OGH14Os101/18m9.10.2018

Der Oberste Gerichtshof hat am 9. Oktober 2018 durch den Senatspräsidenten des Obersten Gerichtshofs Prof. Dr. Danek als Vorsitzenden, die Hofrätin des Obersten Gerichtshofs Mag. Hetlinger, die Hofräte des Obersten Gerichtshofs Dr. Nordmeyer und Dr. Oshidari sowie die Hofrätin des Obersten Gerichtshofs Dr. Mann in Gegenwart der Rechtspraktikantin Mag. Holzer als Schriftführerin in der Strafsache gegen Aleksandar F***** und andere Angeklagte wegen des Verbrechens des Suchtgifthandels nach § 28a Abs 1 fünfter Fall, Abs 4 Z 3 SMG und weiterer strafbarer Handlungen über die Nichtigkeitsbeschwerden und die Berufungen der Angeklagten Wolfgang Fr***** und Vedran M***** gegen das Urteil des Landesgerichts Wiener Neustadt als Schöffengericht vom 17. Juli 2018, GZ 38 Hv 39/18a‑57, nach Anhörung der Generalprokuratur in nichtöffentlicher Sitzung den

Beschluss

gefasst:

European Case Law Identifier: ECLI:AT:OGH0002:2018:0140OS00101.18M.1009.000

 

Spruch:

Die Nichtigkeitsbeschwerden werden zurückgewiesen.

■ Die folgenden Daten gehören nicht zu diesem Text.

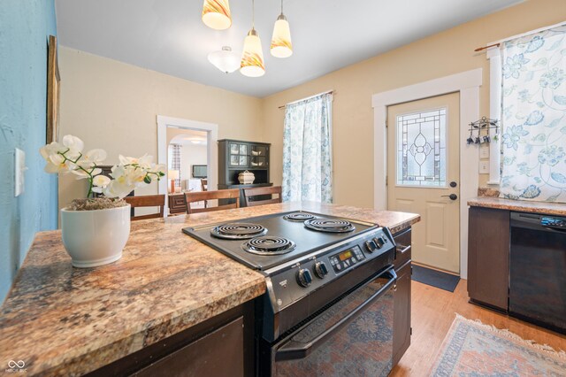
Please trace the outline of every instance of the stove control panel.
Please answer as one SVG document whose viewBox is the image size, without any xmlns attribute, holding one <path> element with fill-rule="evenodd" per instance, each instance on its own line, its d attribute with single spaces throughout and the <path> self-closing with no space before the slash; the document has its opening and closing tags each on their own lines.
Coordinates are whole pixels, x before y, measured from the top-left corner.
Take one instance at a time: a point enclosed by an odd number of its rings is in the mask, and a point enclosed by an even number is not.
<svg viewBox="0 0 566 377">
<path fill-rule="evenodd" d="M 330 264 L 336 273 L 340 273 L 348 267 L 365 259 L 365 256 L 359 246 L 341 251 L 330 257 Z"/>
<path fill-rule="evenodd" d="M 371 242 L 370 251 L 368 242 Z M 386 228 L 353 237 L 346 244 L 329 247 L 289 262 L 287 265 L 268 270 L 267 291 L 274 313 L 293 304 L 326 284 L 365 263 L 387 254 L 389 262 L 394 255 L 393 235 Z"/>
</svg>

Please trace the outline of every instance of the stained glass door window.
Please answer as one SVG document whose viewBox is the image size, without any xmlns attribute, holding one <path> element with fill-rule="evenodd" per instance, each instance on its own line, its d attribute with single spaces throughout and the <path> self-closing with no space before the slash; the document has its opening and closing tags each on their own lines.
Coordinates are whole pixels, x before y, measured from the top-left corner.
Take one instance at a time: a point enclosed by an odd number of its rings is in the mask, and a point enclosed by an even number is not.
<svg viewBox="0 0 566 377">
<path fill-rule="evenodd" d="M 446 186 L 446 112 L 396 117 L 397 186 Z"/>
</svg>

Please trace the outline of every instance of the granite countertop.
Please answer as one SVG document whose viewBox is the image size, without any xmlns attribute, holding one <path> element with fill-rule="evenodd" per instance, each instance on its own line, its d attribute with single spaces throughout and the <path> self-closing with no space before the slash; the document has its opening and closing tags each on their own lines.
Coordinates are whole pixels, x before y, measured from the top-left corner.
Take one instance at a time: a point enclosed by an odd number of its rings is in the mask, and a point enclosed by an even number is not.
<svg viewBox="0 0 566 377">
<path fill-rule="evenodd" d="M 299 209 L 394 233 L 420 219 L 303 203 L 134 221 L 123 258 L 87 269 L 71 265 L 60 231 L 38 233 L 0 308 L 0 364 L 23 360 L 31 374 L 82 374 L 261 296 L 261 273 L 181 229 Z"/>
<path fill-rule="evenodd" d="M 478 196 L 468 201 L 472 207 L 494 208 L 519 212 L 543 213 L 566 216 L 566 204 L 551 202 L 529 202 L 526 200 L 501 199 L 500 197 Z"/>
</svg>

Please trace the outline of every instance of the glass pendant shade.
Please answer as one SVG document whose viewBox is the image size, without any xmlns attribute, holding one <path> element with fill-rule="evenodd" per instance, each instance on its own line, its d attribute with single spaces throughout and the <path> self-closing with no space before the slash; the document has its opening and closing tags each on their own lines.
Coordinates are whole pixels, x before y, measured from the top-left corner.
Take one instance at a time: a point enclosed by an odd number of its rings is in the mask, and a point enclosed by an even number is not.
<svg viewBox="0 0 566 377">
<path fill-rule="evenodd" d="M 252 28 L 244 40 L 240 72 L 244 76 L 259 77 L 265 74 L 262 42 L 256 29 Z"/>
<path fill-rule="evenodd" d="M 203 22 L 215 30 L 224 30 L 232 25 L 228 0 L 204 0 Z"/>
<path fill-rule="evenodd" d="M 275 21 L 273 36 L 272 37 L 272 55 L 276 58 L 288 58 L 293 55 L 291 29 L 287 18 L 281 13 Z"/>
<path fill-rule="evenodd" d="M 240 68 L 240 55 L 232 51 L 228 46 L 224 46 L 221 50 L 210 52 L 209 61 L 225 73 L 231 73 Z"/>
</svg>

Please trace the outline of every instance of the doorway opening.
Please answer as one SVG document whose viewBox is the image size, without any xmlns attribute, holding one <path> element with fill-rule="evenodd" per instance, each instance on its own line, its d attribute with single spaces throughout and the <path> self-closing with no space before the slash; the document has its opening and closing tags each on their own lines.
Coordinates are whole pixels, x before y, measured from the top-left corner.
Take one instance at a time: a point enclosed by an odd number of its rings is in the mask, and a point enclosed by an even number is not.
<svg viewBox="0 0 566 377">
<path fill-rule="evenodd" d="M 482 69 L 477 68 L 449 76 L 385 92 L 371 97 L 374 112 L 373 180 L 374 207 L 387 208 L 387 106 L 428 98 L 447 93 L 460 93 L 460 129 L 479 118 L 479 87 Z M 468 276 L 468 200 L 478 196 L 479 152 L 468 148 L 465 138 L 460 138 L 460 277 Z"/>
<path fill-rule="evenodd" d="M 159 183 L 165 216 L 185 213 L 185 192 L 214 189 L 218 180 L 218 125 L 157 116 L 157 155 L 167 165 Z M 197 204 L 204 207 L 207 204 Z"/>
<path fill-rule="evenodd" d="M 388 106 L 387 150 L 387 208 L 421 216 L 413 261 L 459 274 L 459 94 Z"/>
</svg>

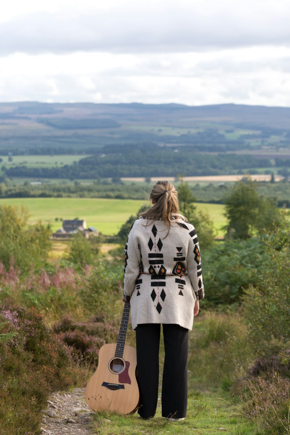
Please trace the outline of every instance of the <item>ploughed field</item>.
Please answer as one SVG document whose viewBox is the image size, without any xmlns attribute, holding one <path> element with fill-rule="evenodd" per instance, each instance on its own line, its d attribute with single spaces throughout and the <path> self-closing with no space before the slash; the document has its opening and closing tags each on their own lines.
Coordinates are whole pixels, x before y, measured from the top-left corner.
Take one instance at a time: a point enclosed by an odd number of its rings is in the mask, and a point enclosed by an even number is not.
<svg viewBox="0 0 290 435">
<path fill-rule="evenodd" d="M 22 205 L 28 208 L 32 224 L 41 220 L 50 224 L 53 232 L 62 225 L 63 219 L 85 219 L 87 227 L 92 226 L 108 235 L 117 234 L 122 225 L 132 215 L 136 215 L 144 200 L 89 198 L 24 198 L 0 199 L 0 205 Z M 207 212 L 213 221 L 218 235 L 226 224 L 223 215 L 224 206 L 197 204 L 197 211 Z M 194 223 L 192 222 L 194 224 Z"/>
</svg>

Zur Entscheidung über die Berufungen werden die Akten dem Oberlandesgericht Wien zugeleitet.

Den Angeklagten Fr***** und M***** fallen auch die Kosten des bisherigen Rechtsmittelverfahrens zur Last.

 

Gründe:

Mit dem angefochtenen Urteil wurden – soweit im Verfahren über die Nichtigkeitsbeschwerden von Bedeutung – Wolfgang Fr***** und Vedran M***** (zu I) je eines Verbrechens des Suchtgifthandels nach § 28a Abs 1 fünfter Fall, Abs 4 Z 3 SMG, Ersterer überdies je eines Vergehens nach § 50 Abs 1 Z 1 WaffG (II/A) und des unerlaubten Umgangs mit Suchtgiften nach § 27 Abs 1 Z 1 erster und zweiter Fall SMG (II/B) schuldig erkannt.

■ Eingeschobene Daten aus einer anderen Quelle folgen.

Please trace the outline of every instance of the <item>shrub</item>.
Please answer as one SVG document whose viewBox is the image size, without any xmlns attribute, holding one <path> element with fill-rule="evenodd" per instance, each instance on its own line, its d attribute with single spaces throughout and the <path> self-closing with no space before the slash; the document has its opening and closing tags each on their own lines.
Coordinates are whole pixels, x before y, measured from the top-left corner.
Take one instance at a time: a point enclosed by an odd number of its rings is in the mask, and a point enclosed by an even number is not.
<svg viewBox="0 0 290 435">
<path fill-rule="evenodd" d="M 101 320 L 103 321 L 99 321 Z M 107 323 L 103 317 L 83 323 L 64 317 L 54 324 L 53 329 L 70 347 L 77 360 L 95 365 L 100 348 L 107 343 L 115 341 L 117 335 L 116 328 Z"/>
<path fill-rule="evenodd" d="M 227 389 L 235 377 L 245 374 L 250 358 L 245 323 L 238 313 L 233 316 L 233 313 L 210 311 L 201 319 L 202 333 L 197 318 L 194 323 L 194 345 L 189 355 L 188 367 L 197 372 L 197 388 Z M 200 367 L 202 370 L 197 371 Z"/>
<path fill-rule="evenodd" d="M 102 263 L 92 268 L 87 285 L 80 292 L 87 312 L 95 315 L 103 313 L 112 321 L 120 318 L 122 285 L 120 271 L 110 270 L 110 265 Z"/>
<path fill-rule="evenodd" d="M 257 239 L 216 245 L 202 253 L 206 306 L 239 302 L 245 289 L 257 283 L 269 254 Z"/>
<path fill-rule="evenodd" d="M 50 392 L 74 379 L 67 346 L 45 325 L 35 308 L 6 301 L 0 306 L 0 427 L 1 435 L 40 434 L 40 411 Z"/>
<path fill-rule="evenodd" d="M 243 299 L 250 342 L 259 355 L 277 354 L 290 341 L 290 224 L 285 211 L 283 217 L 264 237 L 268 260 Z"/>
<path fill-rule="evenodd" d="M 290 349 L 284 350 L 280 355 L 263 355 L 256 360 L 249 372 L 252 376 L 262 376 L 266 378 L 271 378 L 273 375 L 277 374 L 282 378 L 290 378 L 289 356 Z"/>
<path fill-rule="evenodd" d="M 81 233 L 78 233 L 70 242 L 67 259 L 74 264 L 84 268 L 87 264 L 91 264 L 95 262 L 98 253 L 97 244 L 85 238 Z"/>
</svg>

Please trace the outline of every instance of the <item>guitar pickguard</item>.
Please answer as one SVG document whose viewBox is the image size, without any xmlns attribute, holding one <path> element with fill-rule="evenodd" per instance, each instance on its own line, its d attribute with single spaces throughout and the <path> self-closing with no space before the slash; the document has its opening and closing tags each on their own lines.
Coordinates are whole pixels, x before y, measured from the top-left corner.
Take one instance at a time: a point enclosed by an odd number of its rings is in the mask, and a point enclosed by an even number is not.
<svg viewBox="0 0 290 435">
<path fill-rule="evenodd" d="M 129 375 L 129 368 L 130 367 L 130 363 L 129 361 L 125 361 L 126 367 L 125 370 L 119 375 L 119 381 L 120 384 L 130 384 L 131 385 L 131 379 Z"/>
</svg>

Danach haben in V***** und an anderen Orten

(I) Wolfgang Fr***** und Vedran M***** im einverständlichen Zusammenwirken mit dem unter einem rechtskräftig verurteilten Milan J***** am 11. Mai 2018 vorschriftswidrig Suchtgift in einer das 25‑fache der Grenzmenge (§ 28b SMG) übersteigenden Menge, nämlich 5.794,9 Gramm Kokain (Reinsubstanz 4.670 Gramm Cocain), einem verdeckten Ermittler des Bundeskriminalamts um einen Kaufpreis von 360.000 Euro überlassen;

(II) Wolfgang Fr*****

...

B) von 2004 bis zum 11. Mai 2018 vorschriftswidrig Suchtgift, nämlich Kokain, beinhaltend den Wirkstoff Cocain, erworben und zum Eigenkonsum besessen.

Rechtliche Beurteilung

Nur gegen den Schuldspruch II/B richtet sich die aus § 281 Abs 1 Z 5, 5a und 9 lit b StPO ergriffene Nichtigkeitsbeschwerde des Angeklagten Fr*****. Vedran M***** bekämpft das Urteil mit einer auf § 281 Abs 1 Z 5 und 10 StPO gestützten Nichtigkeitsbeschwerde. Beiden Rechtsmitteln kommt keine Berechtigung zu.

 

Zur Nichtigkeitsbeschwerde des Angeklagten Fr*****:

Die Kritik der Mängelrüge (Z 5 vierter Fall), die Feststellungen zu Erwerb und Besitz von (den Wirkstoff Cocain beinhaltendem) Kokain zum Eigenkonsum (US 4 iVm US 2) würden nur auf einer „hypothetischen, nicht näher ausgeführten Annahme durch das Gericht“ beruhen (Z 5 vierter Fall), erklärt nicht, weshalb die – auf die insoweit geständige Verantwortung des Angeklagten gestützten – Erwägungen der Tatrichter (US 7) den Kriterien logischen Denkens und grundlegenden Erfahrungssätzen widersprechen sollten (RIS-Justiz RS0118317).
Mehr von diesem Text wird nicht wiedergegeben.